Wie oft hat die US-Regierung in den letzten zehn Jahren Ziele in Pakistan, Afghanistan, im Jemen, in Somalia und einigen weiteren Ländern mit bewaffneten Drohnen angreifen lassen? Mindestens 500-, wahrscheinlich sogar über 600mal. Diese Zahlen wurden von verschiedenen Gruppen aufgrund eigener Recherchen ermittelt. Die US-Regierung hüllt sich, was diese Frage angeht, in absolutes Schweigen. Sie äußert sich weder zu Gründen noch zu Folgen einzelner Einsätze, bestätigt nicht einmal deren Stattfinden.

Wie viele Menschen wurden bei diesen Angriffen getötet? Von der US-Regierung ist darüber keine Auskunft zu bekommen. Unabhängige Beobachter schätzen die Zahl der Todesopfer allein durch die völkerrechtswidrigen Militärschläge gegen Ziele in Pakistan auf 2300 bis 3700. Unter den getöteten Pakistanis waren diesen Untersuchungen zufolge zwischen 416 und 957 »Zivilisten«. Mindestens 168 von ihnen, vielleicht sogar über 200, waren Kinder.

Wenn US-Präsident Barack Obama ausnahmsweise zu diesem Thema das Wort ergreift – in seiner gesamten bisherigen Amtszeit nur zwei-, höchstens dreimal –, dann nicht etwa, um über Tatsachen zu reden und Informationen zu geben, sondern nur um die Öffentlichkeit zu täuschen. Am 23. Mai 2013 versprach Obama in der National Defense University neue, sehr viel striktere Richtlinien für die Durchführung bewaffneter Drohneneinsätze. Angegriffen werden dürften überhaupt nur Personen, die eine große direkte Gefahr für die USA darstellen, und selbst das nur, wenn keine andere Abhilfe möglich sei. Außerdem müsse mit an Sicherheit grenzender Wahrscheinlichkeit die Gefährdung unbeteiligter Personen ausgeschlossen sein.
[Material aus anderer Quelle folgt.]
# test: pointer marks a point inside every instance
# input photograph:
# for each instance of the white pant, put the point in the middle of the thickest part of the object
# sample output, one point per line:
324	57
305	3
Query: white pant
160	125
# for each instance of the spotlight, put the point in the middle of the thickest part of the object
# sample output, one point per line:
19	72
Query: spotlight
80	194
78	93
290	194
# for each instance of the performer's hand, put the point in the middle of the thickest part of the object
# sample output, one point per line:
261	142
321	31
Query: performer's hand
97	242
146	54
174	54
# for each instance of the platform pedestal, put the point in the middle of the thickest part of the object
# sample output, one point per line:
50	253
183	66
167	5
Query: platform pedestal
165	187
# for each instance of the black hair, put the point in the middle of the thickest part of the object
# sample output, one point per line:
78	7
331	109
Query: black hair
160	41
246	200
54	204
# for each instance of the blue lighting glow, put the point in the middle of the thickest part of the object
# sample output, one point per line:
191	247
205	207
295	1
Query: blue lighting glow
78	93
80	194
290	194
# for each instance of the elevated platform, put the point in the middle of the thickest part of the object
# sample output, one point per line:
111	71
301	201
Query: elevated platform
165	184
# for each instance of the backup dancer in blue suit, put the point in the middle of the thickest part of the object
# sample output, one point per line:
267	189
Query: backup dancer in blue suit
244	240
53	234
Da die US-Regierung grundsätzlich keine Informationen über ihre Drohneneinsätze preisgibt, ist es von vornherein absolut unmöglich, Obamas Worte zu diesem Thema sachlich zu überprüfen. Das wenige, was sich wirklich beweisen läßt, stellt ihn jedoch als Lügner bloß. Über die Ostertage ließ der US-Präsident im Jemen bis zu 40 Menschen töten. Es ist zu bezweifeln, daß auch nur ein einziger von ihnen eine große und direkte Gefahr für die USA darstellte. Im Gegenteil dürfte das für die 40 Opfer – überwiegend Stammesrebellen, die noch nie im Leben ihre Heimatregion verlassen hatten – ganz sicher nicht gegolten haben. Beim Angriff der Drohnen mit Hellfire-Raketen auf einen mit Rebellen besetzten LKW wurde außerdem in Kauf genommen, daß sich ganz in der Nähe weitere Fahrzeuge mit Unbeteiligten auf der Straße befanden. Mindestens drei, vermutlich sogar fünf von ihnen wurden getötet.
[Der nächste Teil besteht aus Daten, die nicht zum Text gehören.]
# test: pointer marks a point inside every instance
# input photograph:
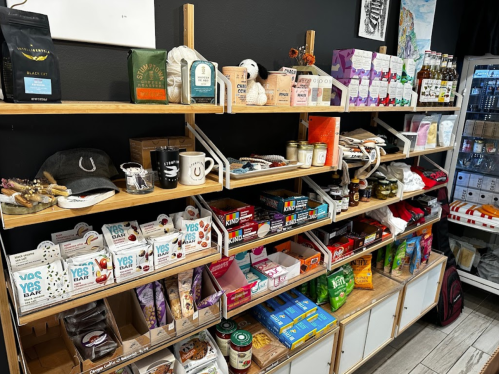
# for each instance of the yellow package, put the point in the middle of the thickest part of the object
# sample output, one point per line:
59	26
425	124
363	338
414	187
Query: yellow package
362	272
Im Dezember 2013 massakrierten Hellfire-Raketen der USA eine jemenitische Hochzeitsgesellschaft, es gab nur wenige Überlebende. Daß die Feiernden sich in einem Autokonvoi bewegten, reichte in Verbindung mit nicht überprüften falschen Informationen offenbar für den Mordbefehl aus. Lehren scheint Obama daraus nicht ziehen zu wollen.